Stier Noah, Vincent Nicholas, Liebeskind David, Scalzo Fabien
Neurovascular Imaging Research Core, Department of Neurology, Univerisity of California, Los Angeles (UCLA).
Proceedings (IEEE Int Conf Bioinformatics Biomed). 2015 Nov;2015:1316-1321. doi: 10.1109/BIBM.2015.7359869. Epub 2015 Dec 17.

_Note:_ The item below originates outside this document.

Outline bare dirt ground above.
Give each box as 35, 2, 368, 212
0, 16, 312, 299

In acute ischemic stroke treatment, prediction of tissue survival outcome plays a fundamental role in the clinical decision-making process, as it can be used to assess the balance of risk vs. possible benefit when considering endovascular clot-retrieval intervention. For the first time, we construct a deep learning model of tissue fate based on randomly sampled local patches from the hypoperfusion (Tmax) feature observed in MRI immediately after symptom onset. We evaluate the model with respect to the ground truth established by an expert neurologist four days after intervention. Experiments on 19 acute stroke patients evaluated the accuracy of the model in predicting tissue fate. Results show the superiority of the proposed regional learning framework versus a single-voxel-based regression model.
在急性缺血性中风治疗中,组织存活结果的预测在临床决策过程中起着基础性作用,因为在考虑血管内血栓清除干预时,它可用于评估风险与潜在益处之间的平衡。我们首次基于症状发作后立即在MRI中观察到的低灌注(Tmax)特征的随机采样局部斑块构建了组织命运的深度学习模型。我们根据干预后四天由专家神经科医生确定的地面真值对模型进行评估。对19名急性中风患者的实验评估了该模型预测组织命运的准确性。结果表明,所提出的区域学习框架优于基于单像素的回归模型。